Le magistère de la Série Noire durera jusqu’en 1980, où la concurrence de nouvelles collections, l’absence d’écrivaines, l’inadaptation de la structure de diffusion de Gallimard pour des collections populaires et d’autres facteurs verront la grande dame disparaître avec le millénaire. Entre 1971 et 1986, alors que les parutions de la Série Noire sont moins abondantes, 586 titres seront republiés en plus grand format dans la collection Carré Noir.
Alors qu’aux États-Unis ce type de littérature était en train de muter, le monde des nouvelles paraissant en Pulp se trouvant en crise, la Série noire aura réussi un transfert culturel négligeant au départ les spécialistes d’avant-guerre, même si quelques rattrapages eurent lieu. Il faudra attendre 1980, pour que, par référence à l’exemple français, le concept de Roman noir se stabilise aux États-Unis.

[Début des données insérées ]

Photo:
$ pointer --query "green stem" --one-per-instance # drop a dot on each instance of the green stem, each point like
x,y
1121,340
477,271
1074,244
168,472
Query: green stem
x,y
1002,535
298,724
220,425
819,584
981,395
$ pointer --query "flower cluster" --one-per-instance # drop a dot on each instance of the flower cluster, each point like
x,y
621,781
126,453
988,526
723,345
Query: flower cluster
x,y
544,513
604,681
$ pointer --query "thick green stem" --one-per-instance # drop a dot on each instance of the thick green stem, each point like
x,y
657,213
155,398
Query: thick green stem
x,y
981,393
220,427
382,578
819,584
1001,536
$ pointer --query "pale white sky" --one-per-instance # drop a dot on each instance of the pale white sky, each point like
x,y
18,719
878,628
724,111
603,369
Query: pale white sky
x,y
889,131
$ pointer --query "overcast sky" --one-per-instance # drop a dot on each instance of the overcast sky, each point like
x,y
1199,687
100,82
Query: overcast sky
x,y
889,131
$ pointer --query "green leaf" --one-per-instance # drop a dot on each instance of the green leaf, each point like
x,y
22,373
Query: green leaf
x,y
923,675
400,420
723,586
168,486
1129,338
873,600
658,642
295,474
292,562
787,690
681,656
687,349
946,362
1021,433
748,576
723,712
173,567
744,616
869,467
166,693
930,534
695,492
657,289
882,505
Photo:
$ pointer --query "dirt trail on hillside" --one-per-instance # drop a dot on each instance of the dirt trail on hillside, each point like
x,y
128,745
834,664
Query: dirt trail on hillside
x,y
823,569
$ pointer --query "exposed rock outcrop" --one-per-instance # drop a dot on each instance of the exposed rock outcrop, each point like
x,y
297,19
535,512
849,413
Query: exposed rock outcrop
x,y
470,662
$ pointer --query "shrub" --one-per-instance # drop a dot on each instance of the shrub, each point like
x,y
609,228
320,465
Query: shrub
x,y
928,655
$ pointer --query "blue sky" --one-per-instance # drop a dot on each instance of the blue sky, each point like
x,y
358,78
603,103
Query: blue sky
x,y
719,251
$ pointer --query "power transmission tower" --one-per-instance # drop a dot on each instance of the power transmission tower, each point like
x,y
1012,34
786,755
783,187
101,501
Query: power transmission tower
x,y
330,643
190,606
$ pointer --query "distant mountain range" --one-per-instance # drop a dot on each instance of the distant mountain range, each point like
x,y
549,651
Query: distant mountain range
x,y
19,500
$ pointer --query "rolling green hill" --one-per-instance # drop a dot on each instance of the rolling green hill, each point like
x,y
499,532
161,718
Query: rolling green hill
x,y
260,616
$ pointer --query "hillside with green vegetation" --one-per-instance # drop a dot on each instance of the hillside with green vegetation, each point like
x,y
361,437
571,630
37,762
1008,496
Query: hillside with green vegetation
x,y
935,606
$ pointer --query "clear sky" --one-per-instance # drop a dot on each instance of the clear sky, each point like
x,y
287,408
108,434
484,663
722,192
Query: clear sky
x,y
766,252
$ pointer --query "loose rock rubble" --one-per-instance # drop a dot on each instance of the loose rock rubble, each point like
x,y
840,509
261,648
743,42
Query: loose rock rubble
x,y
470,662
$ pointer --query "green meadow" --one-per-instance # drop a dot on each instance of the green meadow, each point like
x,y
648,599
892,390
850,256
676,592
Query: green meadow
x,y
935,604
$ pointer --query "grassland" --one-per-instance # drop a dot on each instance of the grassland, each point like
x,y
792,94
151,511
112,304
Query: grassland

Pour se retrouver dans un tel maquis, le travail des spécialistes se sera révélé précieux. Parmi eux, Claude Mesplède (1939-2018), qui fut surnommé le Pape de la Série Noire. On lui doit un grand nombre d’articles, de préfaces et d’anthologies et, pour ce qui nous occupe, une somme en cinq tomes d’une énorme bibliographie critique qu’il a dirigée chez Encrage éditions. Ce travail de titan a été commencé en 1992 et terminé dix ans plus tard, sous le titre Les années série noire. Les cinq volumes : 1945-1949, 1949-1966, 1966-1972, 1972-1982, 1982-1995 concernent au total plus de 2000 romans et sont sont dédiés à Ralph Messac (journaliste, fils de Régis, 1924-1999) et Jean-Claude Izzo (1945-2000), l’un des maîtres du néo-polar. Mesplède a également collaboré en 2015 un travail collectif, paru chez Gallimard. C’est l’histoire de la Série Noire (1945-2015), qui fait aussi référence.
Ce néo-polar, très engagé socialement et politiquement, ce qui n’était pas le cas auparavant, à l’exception notable d’auteurs comme Meckert/Avila), est apparu dans les années 1970. Ce renouveau aura été accompagné par la Série Noire (Didier Daeninckx, Thierry Jonquet, Patrick Manchette, Jean-Bernard Pouy, Jean Vautrin, pour ne citer qu’eux). Parallèlement, un mouvement du même type est né en Italie, même si la situation décrite et dénoncée n’était pas la même. Certains romanciers transalpins comme Cesare Battisti ont cependant été traduits et figurent dans ce demi-siècle d’activité éditoriale au service du roman noir. Ces quelques 2300 titres sont aujourd’hui parmi les plus recherchés par les amateurs.
La Série Noire aura également amené, par sa place chez Gallimard, l’audace de Maurice Duhamel et le talent des auteurs, le roman noir à une respectabilité. Cela s'est notamment traduit par l'intérêt porté au sujet par des littéraires et des sociologues. Pour ce qui est de l'édition, il n’y eut pas d’équivalent dans le domaine de la science-fiction, bien plus éclaté éditorialement et où la nouvelle aura conservé plus longtemps son statut. La Série Noire aura quant à elle longtemps et vaillamment résisté à une concurrence attirée par ses tirages.